Writer Han Kang has sent a glimmer of hope to the Korean literature in a lethargic state. Her novel “The Vegetarian” about a woman who rejects human brutality and gives up eating meat has won the Man Booker International Prize, one of three most prestigious literary awards in the world. The book has been selected as the best novel among foreign novels translated into English in the United Kingdom.

Author Han took the honor of becoming the first awardee of the prize since it included translated works in its reviewing process from this year. In Tuesday’s awards ceremony in London, Han shared her joy with Deborah Smith, who seamlessly translated the Korean novel into English.
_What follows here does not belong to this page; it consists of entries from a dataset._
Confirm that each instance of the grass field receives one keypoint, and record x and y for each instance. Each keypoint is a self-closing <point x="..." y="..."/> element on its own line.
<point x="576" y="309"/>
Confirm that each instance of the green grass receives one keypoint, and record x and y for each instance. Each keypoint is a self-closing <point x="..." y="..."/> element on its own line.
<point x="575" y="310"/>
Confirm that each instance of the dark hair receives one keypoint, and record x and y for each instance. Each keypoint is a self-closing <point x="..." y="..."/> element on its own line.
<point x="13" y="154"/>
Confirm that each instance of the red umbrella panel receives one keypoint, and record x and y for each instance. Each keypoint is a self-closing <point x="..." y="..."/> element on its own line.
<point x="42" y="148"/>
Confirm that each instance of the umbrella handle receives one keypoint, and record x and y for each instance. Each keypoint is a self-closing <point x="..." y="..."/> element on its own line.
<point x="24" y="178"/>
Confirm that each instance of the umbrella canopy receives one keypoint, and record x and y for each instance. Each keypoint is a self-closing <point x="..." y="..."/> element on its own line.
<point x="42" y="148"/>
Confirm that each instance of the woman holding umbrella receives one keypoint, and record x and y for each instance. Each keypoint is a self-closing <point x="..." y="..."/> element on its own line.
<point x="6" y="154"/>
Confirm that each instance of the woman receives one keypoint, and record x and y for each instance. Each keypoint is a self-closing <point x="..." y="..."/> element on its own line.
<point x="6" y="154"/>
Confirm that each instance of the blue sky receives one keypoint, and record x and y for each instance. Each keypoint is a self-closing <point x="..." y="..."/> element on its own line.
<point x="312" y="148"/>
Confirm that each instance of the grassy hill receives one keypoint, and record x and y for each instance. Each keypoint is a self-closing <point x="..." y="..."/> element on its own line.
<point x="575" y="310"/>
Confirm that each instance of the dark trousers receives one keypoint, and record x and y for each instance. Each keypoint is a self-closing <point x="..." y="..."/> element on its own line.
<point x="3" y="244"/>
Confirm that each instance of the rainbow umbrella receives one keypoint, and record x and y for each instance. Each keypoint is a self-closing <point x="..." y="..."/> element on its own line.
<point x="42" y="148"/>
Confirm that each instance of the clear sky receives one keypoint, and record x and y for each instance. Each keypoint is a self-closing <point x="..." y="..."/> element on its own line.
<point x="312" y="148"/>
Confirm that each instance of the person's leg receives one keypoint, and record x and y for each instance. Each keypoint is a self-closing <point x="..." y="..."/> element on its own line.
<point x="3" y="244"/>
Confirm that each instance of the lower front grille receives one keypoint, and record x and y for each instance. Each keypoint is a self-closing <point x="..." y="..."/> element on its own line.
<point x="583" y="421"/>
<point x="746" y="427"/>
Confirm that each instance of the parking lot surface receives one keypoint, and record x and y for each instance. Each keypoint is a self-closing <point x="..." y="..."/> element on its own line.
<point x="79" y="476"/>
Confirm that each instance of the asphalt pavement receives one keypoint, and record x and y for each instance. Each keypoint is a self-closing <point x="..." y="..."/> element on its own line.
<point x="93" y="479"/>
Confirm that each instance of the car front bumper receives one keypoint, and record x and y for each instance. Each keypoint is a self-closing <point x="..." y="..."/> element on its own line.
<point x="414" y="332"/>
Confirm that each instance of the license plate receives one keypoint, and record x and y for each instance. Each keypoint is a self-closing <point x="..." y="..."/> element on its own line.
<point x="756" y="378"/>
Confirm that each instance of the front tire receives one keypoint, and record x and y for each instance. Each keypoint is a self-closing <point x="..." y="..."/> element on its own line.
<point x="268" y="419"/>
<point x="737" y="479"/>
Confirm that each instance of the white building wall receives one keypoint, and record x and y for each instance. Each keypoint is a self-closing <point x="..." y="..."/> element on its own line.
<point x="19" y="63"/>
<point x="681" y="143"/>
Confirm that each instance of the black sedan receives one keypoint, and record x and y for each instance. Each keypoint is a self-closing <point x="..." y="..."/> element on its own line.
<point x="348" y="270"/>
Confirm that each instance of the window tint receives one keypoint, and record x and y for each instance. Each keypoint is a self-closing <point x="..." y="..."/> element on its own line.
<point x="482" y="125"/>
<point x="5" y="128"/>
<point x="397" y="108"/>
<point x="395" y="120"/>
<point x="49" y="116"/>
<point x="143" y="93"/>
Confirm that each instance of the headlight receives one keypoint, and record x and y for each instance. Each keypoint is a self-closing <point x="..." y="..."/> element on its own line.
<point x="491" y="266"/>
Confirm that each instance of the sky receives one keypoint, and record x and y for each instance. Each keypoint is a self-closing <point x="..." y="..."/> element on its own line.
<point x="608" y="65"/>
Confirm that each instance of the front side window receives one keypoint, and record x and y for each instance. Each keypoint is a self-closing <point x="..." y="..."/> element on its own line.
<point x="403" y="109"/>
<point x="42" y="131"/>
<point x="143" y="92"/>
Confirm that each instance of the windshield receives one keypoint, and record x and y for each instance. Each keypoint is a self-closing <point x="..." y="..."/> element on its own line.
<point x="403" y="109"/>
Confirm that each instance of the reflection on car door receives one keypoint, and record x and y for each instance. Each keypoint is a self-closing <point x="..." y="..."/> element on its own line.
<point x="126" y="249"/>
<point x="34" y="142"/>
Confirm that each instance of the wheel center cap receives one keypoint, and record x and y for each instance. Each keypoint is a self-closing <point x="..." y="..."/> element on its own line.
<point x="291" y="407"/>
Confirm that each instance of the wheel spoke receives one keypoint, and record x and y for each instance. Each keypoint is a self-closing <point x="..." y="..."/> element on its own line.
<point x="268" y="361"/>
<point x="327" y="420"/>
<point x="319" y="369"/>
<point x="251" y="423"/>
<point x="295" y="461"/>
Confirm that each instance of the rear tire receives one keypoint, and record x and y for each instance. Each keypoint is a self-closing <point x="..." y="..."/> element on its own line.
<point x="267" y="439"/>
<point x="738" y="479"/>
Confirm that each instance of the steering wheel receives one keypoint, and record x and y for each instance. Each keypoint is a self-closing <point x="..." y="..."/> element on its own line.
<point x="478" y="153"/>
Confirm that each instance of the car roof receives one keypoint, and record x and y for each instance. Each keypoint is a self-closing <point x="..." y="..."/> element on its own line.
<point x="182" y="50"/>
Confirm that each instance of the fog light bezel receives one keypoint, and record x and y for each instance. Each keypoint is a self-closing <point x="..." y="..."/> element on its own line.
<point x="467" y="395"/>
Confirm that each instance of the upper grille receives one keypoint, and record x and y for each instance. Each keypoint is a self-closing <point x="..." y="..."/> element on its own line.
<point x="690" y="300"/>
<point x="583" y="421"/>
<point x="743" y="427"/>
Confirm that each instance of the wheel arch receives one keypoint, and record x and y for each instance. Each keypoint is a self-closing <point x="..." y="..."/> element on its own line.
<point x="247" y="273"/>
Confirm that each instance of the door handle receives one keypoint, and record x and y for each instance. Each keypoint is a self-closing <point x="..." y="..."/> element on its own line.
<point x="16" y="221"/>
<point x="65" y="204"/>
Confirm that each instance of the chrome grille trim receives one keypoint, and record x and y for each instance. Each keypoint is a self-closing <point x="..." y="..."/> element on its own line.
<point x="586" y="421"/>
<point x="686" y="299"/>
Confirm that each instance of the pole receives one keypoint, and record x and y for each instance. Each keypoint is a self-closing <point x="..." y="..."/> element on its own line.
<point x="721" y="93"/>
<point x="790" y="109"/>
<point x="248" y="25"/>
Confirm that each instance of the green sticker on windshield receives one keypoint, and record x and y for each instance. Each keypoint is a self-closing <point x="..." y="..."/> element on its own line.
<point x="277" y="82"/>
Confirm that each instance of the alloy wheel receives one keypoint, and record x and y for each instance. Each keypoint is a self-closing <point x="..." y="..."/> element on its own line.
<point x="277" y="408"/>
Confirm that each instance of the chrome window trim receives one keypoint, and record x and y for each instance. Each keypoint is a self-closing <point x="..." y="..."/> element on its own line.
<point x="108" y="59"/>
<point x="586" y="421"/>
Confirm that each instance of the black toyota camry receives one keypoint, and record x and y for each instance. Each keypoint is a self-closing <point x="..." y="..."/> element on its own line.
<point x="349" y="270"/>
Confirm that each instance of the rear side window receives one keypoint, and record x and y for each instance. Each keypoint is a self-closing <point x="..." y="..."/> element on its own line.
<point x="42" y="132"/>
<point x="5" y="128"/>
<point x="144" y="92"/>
Her award-winning serves as a catalyst for Korean literature, which has long lost the vitality it was so proud of. Her amazing achievement will help regain the reputation of our literature — once staunch yet rapidly declining since controversies arose over author Shin Kyung-sook’s plagiarism — and turn around our literature market long dominated by foreign novels. We welcome her winning the distinguished prize as it affirmed the power of our literature despite critiques’ declaration that it is dead. Her award also means the expansion of the Korean Wave — mostly focused on television dramas and pop songs — to literature.

“The Vegetarian” has drawn a line in the globalization of Korean literature. It proved that our novels can be read in foreign countries beyond language barriers. It also confirmed the significance of translation, as seen by the pivotal role Deborah Smith played in a beautiful translation of the original novel into English. Author Han said she was very lucky to see a good translator and that she will get familiar with such translations soon.

Korean literature is undergoing a generational shift. The first generation mostly hailed from a group of foreign professors who studied Korean literature, but now most of them come from younger foreigners who are increasingly accustomed to the Korean Wave. Smith, the translator, is not an exception: She first studied English literature, but finished a doctoral course in Korean literature after falling in love with it.

“The Vegetarian” also received financial support from the Literature Translation Institute of Korea which was established in 2001 to help raise qualified translators. If we want to see more writers like Han in the future, we must foster native translators in a systematic way. Asia’s famous Nobel laureates — Turkish writer Ferit Orhan Pamuk and Chinese writer Mo Yan, for instance — could all attain internationally recognition thanks to their dedicated native translators.